Search code examples
regexrcurly-braces

How do curly braces in R regex work?


I am trying to understand how the curly braces in R regular expression work. The help files say:

{n} The preceding item is matched exactly n times.

{n,} The preceding item is matched n or more times.

{n,m} The preceding item is matched at least n times, but not more than m times.

I have a vector like this:

b <- c("aa", "aaa", "aaaa", "aaaaa")

When I do

b[grep("a{2}", b)]

I would expect it to return only "aa" but instead I get everything. In other words, it yields exactly the same result as

b[grep("a{2,}", b)]

Why?


Solution

  • Because in this aaa input a{2} matches the first two a's likewise for all the other elements. So the grep returns index of all the elements. To do an exact string match, you must need to add anchors.

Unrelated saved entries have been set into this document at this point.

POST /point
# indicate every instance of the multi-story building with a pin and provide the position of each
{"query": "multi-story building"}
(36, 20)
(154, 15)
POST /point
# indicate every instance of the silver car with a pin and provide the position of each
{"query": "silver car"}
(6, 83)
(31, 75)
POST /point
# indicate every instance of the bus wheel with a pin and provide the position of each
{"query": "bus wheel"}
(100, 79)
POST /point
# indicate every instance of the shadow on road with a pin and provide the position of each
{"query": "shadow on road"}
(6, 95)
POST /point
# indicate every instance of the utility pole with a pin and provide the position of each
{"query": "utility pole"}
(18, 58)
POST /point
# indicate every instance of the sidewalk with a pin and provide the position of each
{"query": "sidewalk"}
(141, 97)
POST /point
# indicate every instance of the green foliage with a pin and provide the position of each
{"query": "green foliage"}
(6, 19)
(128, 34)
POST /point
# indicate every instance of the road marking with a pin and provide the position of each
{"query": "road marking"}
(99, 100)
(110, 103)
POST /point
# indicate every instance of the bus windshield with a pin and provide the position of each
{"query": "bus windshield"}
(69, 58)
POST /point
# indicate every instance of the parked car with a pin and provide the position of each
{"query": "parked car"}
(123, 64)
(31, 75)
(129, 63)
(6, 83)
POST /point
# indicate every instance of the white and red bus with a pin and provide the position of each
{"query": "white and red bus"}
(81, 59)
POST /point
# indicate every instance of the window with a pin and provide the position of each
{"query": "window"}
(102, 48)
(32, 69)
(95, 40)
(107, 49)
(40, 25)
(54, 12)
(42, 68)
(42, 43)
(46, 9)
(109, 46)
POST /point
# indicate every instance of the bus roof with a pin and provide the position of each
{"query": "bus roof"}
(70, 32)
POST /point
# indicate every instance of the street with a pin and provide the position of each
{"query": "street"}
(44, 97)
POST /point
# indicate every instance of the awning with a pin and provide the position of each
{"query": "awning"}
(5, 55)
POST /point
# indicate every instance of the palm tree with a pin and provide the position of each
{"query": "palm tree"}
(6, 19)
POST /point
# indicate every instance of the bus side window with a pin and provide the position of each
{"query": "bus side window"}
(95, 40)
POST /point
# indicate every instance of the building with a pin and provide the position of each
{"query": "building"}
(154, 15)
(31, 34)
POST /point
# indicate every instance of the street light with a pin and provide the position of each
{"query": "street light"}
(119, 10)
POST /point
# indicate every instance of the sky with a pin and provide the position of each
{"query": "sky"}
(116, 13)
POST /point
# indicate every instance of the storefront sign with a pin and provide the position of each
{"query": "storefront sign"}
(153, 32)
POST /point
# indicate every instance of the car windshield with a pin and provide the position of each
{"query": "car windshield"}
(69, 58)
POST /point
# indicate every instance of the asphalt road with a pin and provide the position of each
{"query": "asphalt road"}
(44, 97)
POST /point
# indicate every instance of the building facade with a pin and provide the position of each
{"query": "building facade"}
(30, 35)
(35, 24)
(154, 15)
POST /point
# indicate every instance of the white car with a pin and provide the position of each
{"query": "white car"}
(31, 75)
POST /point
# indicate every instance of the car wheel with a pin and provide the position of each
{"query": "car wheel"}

    > b <- c("aa", "aaa", "aaaa", "aaaaa")
    > b[grep("^a{2}$", b)]
    [1] "aa"
    

    ^ asserts that we are at the start and $ asserts that we are at the end. So the above grep returns only the index of the element which has exactly two a's ie, 1.

    OR

    > b <- c("aa", "aaa", "aaaa", "aaaaa")
    > b[grep("\\ba{2}\\b", b)]
    [1] "aa"
    

    Adding \b word boundary will also works for this case.